Links to some of the websites
- Big Visible – Agile metrics and diagnostics
- Scaled Agile Framework – Metrics
This website of Dean Leffingwell takes a special position. The Scaled Agile Framework is a philosophy and methodology which frame agile development into a ‘lean’ enterprise strategy. Some of the ‘Art’ metrics mentioned in the diagram are included in the tables above.
- Software Engineering Institute – Seven categories of Agile metrics
- Leading Answers – Quality Project Management
About the author
John Kammelar is Metrics Consultant at metrieken.nl, that helps organisations to attain insight and control over costs and time for software development and management. They quantify functionality with Function Point Analysis. Based on this analysis a realistic estimation can be made for the time and costs. This blog is part of a series of three articles as a result of an extensive survey. This first part shows the state-of-the-art of metrics in agile software development. All articles can be downloaded from the metrieken.nl website.

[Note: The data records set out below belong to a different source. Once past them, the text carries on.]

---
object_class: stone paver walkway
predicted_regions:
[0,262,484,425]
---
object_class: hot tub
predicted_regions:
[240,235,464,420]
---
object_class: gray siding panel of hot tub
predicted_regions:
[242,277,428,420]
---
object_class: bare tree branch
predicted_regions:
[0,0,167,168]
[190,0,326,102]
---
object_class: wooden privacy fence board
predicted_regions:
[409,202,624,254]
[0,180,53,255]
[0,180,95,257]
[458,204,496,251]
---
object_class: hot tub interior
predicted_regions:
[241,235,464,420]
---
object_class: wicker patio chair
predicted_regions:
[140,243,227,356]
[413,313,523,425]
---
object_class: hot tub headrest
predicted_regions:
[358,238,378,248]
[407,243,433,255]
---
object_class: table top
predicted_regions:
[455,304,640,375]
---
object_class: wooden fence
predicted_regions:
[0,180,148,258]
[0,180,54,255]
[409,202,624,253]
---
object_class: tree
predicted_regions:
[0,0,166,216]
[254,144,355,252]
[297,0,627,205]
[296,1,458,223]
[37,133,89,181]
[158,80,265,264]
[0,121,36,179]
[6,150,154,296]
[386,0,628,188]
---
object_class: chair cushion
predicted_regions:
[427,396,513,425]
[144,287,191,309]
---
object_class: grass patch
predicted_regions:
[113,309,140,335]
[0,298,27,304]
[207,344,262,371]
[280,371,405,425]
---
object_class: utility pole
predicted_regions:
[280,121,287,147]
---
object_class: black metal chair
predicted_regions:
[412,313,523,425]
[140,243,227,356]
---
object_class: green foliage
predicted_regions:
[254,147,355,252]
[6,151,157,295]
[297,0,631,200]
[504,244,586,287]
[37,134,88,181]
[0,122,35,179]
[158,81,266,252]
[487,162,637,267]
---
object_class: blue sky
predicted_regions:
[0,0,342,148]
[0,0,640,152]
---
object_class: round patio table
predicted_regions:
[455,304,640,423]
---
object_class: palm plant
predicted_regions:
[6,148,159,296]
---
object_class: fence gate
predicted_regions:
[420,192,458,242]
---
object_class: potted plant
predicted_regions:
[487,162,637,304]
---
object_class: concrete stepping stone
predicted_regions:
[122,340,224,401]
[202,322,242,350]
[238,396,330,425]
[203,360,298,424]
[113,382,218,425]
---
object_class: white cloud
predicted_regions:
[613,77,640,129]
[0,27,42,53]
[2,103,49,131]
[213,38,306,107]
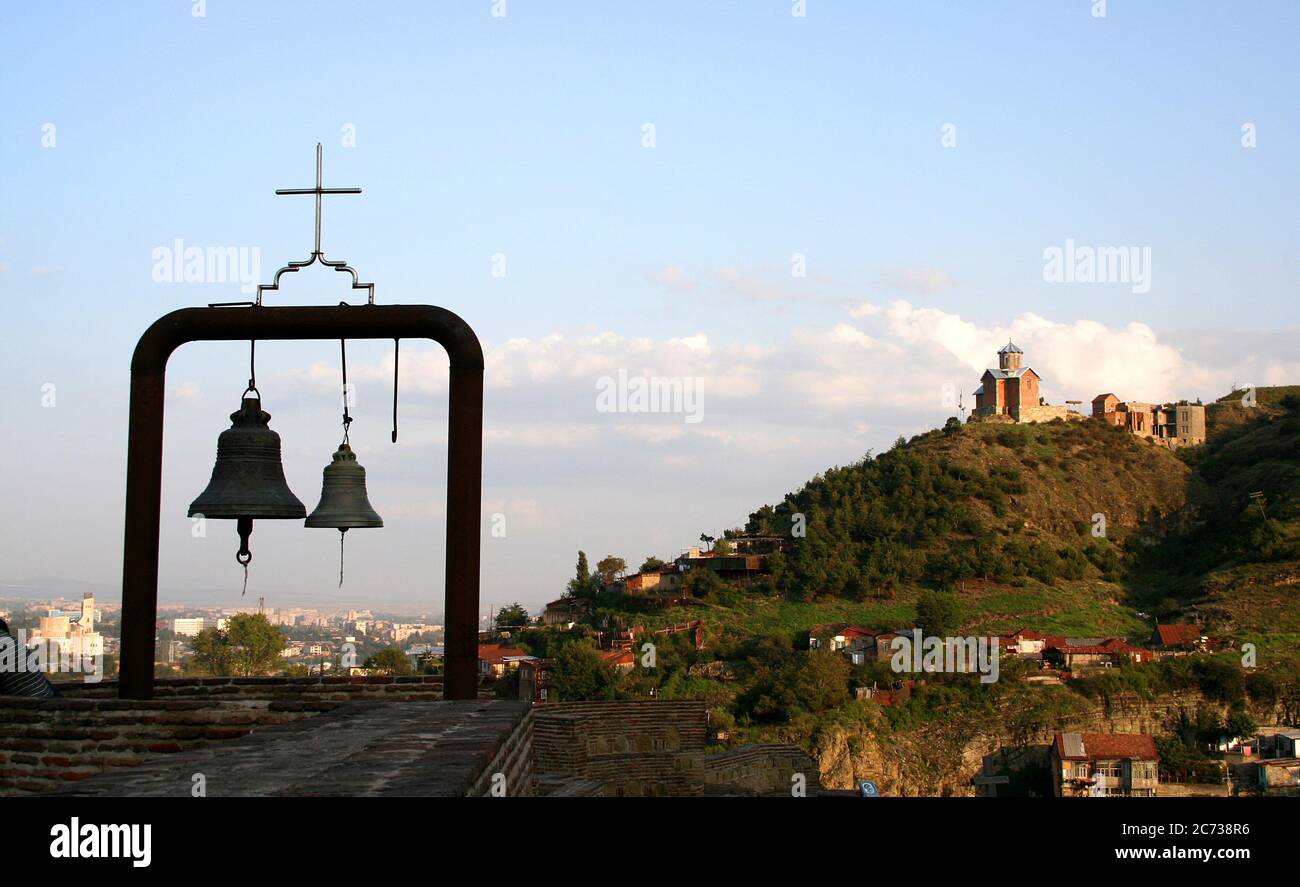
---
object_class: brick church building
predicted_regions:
[972,341,1083,421]
[975,341,1043,419]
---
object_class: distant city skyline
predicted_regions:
[0,0,1300,614]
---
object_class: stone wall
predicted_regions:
[815,688,1279,796]
[533,700,709,796]
[1011,404,1084,423]
[705,745,822,795]
[0,676,442,796]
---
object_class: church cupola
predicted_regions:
[997,339,1024,369]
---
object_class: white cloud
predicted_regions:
[650,265,696,293]
[880,265,954,295]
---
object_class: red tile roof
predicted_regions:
[478,644,528,663]
[1156,626,1201,646]
[1009,628,1047,641]
[601,642,637,665]
[1053,734,1160,761]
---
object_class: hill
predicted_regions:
[746,420,1199,601]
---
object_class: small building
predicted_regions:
[1151,626,1205,652]
[478,644,532,679]
[542,597,592,626]
[809,623,898,665]
[1256,758,1300,796]
[601,649,637,674]
[1043,637,1156,671]
[1256,730,1300,758]
[1050,734,1160,797]
[1092,391,1205,449]
[971,339,1083,423]
[519,659,555,704]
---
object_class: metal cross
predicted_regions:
[276,142,361,256]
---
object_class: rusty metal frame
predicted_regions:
[118,304,484,700]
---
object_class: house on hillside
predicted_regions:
[621,564,681,594]
[1092,391,1205,447]
[673,545,767,579]
[542,597,592,626]
[1050,734,1160,797]
[478,644,534,679]
[1151,626,1208,655]
[1043,637,1156,671]
[809,622,898,665]
[601,649,637,674]
[972,339,1083,423]
[519,659,555,702]
[998,628,1047,662]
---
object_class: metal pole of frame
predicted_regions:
[118,304,484,700]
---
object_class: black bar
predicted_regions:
[118,304,484,700]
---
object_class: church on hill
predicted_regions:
[972,339,1083,423]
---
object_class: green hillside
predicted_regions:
[670,388,1300,645]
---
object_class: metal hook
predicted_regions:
[393,338,402,444]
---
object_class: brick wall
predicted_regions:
[533,700,709,796]
[0,676,442,796]
[705,745,822,795]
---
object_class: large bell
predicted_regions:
[306,444,384,532]
[190,397,307,563]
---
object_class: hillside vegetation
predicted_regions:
[746,413,1196,601]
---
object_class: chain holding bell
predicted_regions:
[190,391,307,566]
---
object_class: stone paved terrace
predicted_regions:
[44,700,533,797]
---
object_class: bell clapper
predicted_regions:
[235,518,252,597]
[338,527,347,588]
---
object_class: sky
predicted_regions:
[0,0,1300,613]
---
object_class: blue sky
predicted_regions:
[0,0,1300,606]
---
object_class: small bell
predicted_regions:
[190,391,307,566]
[306,441,384,588]
[306,444,384,531]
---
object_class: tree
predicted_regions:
[550,640,620,701]
[497,601,529,628]
[1223,705,1256,739]
[595,554,628,585]
[225,613,285,676]
[917,592,962,637]
[190,613,285,676]
[567,551,597,597]
[363,646,411,675]
[186,628,230,675]
[681,567,727,597]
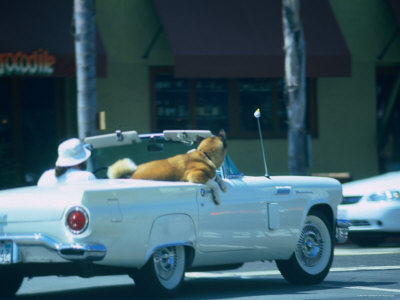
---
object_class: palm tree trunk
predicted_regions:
[282,0,307,175]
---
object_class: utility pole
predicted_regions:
[74,0,97,139]
[282,0,307,175]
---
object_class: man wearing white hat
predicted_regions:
[38,138,96,186]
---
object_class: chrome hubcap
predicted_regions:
[153,247,176,280]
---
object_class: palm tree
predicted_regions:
[282,0,307,175]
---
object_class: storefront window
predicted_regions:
[151,68,316,138]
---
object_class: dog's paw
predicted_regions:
[218,179,228,193]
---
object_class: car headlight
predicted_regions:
[367,191,400,202]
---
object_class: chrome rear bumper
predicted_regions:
[336,219,351,244]
[0,233,107,263]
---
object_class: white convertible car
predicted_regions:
[0,131,348,295]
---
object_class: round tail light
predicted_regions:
[66,207,89,234]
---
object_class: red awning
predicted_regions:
[0,0,107,77]
[154,0,351,78]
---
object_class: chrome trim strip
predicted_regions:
[145,241,194,261]
[0,233,107,261]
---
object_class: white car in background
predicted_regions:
[338,171,400,246]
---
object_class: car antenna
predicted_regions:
[254,108,271,179]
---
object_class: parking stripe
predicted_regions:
[335,247,400,256]
[344,286,400,294]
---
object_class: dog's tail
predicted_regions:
[107,158,137,179]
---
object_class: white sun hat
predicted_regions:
[56,138,91,167]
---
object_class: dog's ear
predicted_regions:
[217,129,228,149]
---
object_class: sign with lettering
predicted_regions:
[0,48,56,76]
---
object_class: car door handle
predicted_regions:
[275,186,292,195]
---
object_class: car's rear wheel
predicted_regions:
[276,211,333,284]
[133,246,186,296]
[0,268,24,297]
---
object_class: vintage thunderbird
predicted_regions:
[0,130,347,295]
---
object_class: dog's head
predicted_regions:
[197,129,228,168]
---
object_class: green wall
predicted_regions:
[96,0,400,179]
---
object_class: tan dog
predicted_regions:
[107,130,227,204]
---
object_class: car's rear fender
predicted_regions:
[145,214,196,262]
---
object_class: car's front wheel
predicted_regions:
[276,211,333,284]
[133,246,186,296]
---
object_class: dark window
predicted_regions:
[151,67,317,138]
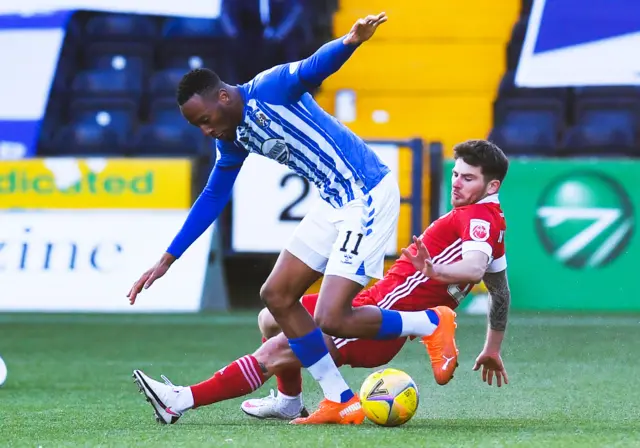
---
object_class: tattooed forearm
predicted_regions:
[483,270,511,331]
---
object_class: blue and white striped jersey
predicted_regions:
[217,62,389,207]
[167,38,389,258]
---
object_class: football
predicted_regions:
[360,368,419,426]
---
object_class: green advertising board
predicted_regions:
[442,158,640,311]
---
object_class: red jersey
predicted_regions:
[372,194,507,309]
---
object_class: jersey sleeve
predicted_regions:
[250,38,358,104]
[167,140,247,258]
[216,140,249,170]
[456,207,507,272]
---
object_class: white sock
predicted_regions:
[307,353,351,403]
[174,386,194,412]
[398,311,438,337]
[276,391,302,414]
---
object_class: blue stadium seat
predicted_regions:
[37,100,67,156]
[149,69,186,101]
[494,98,565,135]
[52,124,126,156]
[149,98,185,126]
[489,122,557,156]
[507,18,527,70]
[86,53,149,76]
[134,124,207,157]
[574,98,640,130]
[498,70,570,101]
[157,17,225,64]
[158,49,224,72]
[72,70,142,102]
[85,14,158,42]
[161,17,224,39]
[573,86,640,102]
[70,99,138,144]
[560,123,638,156]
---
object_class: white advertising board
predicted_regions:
[0,210,211,313]
[231,144,399,256]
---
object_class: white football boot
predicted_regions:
[240,389,309,420]
[132,370,192,425]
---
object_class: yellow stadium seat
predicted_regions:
[316,90,494,156]
[333,1,519,41]
[323,42,505,94]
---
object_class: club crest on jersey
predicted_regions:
[253,110,271,128]
[469,219,489,241]
[260,138,289,163]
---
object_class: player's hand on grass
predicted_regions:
[402,236,436,278]
[473,350,509,387]
[342,12,387,45]
[127,253,176,305]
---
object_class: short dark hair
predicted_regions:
[453,140,509,182]
[176,68,222,106]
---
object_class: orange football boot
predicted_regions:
[422,306,458,386]
[290,394,365,425]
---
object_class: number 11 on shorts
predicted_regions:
[340,230,364,255]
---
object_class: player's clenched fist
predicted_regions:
[473,350,509,387]
[342,12,387,45]
[402,235,435,278]
[127,253,176,305]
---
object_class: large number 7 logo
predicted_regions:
[447,283,473,303]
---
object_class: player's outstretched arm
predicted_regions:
[402,236,489,283]
[298,12,387,87]
[127,165,240,305]
[473,270,511,387]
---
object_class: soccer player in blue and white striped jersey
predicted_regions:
[128,13,453,424]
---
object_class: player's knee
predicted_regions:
[258,308,280,339]
[260,282,293,315]
[314,310,344,336]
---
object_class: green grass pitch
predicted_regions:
[0,312,640,448]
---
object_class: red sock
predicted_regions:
[191,355,264,408]
[262,337,302,397]
[276,369,302,397]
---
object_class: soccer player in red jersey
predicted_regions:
[134,140,511,423]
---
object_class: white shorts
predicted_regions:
[286,173,400,286]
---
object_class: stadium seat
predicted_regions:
[498,70,569,101]
[149,69,186,101]
[573,86,640,101]
[161,17,224,39]
[86,53,150,76]
[489,121,557,156]
[149,98,190,126]
[134,123,211,157]
[575,99,640,134]
[560,123,637,156]
[85,14,158,42]
[494,98,565,135]
[52,124,126,156]
[72,70,142,101]
[37,99,67,156]
[70,99,138,145]
[507,18,527,70]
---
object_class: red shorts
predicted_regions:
[302,275,452,367]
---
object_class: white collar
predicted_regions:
[476,193,500,204]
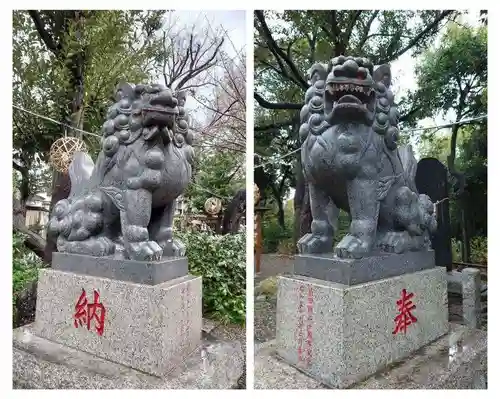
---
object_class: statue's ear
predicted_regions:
[373,64,392,88]
[115,83,135,101]
[308,62,328,85]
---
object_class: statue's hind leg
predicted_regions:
[51,191,115,256]
[335,179,380,258]
[149,201,186,256]
[297,183,339,254]
[120,188,163,261]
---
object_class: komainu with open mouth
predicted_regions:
[298,56,437,258]
[48,84,194,261]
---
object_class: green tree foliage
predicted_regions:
[177,232,246,324]
[416,24,488,261]
[414,24,488,170]
[184,149,245,212]
[13,10,163,206]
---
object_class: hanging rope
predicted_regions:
[12,104,231,200]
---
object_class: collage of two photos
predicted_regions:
[12,10,488,390]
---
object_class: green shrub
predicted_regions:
[451,236,488,265]
[470,237,488,265]
[262,219,293,253]
[176,232,246,324]
[12,232,43,319]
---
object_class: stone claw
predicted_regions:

John, thanks for this blog.
However, I have some problems with the first table under the text: ‘The following matrix shows the core metrics of Putnam and Myers in both environments.’ You imply that the terms on the left are applied in agile projects, whereas the terms on the right are used in traditional (waterfall) projects. However, In my opinion, the terms on the left cannot be used for estimating or benchmarking, as they are not based on a standard method for size measurement. Although these ‘agile metrics’ are very useful in operational sprint planning, team commitment and communication, they are useless in project estimation, productivity measurement, benchmarking and therefore in contract management and outsourcing. The ‘waterfall metrics’ on the right still need to be used in these activities, regardless whether the project is delivered in a traditional way or an agile way.
Do you agree?
Because John doesn’t have a personal account, I will post his reaction to you.
John: “The terms and units of measure in the ‘Putnam & Myers-table’ on the left focus on metrics used in agile environments.
The purpose of those metrics is a different matter. Metrics using agile units of measure can be used within the scope of a project however I fully agree that they cannot be used for the purposes you mention (benchmarking, contract management, outsourcing).”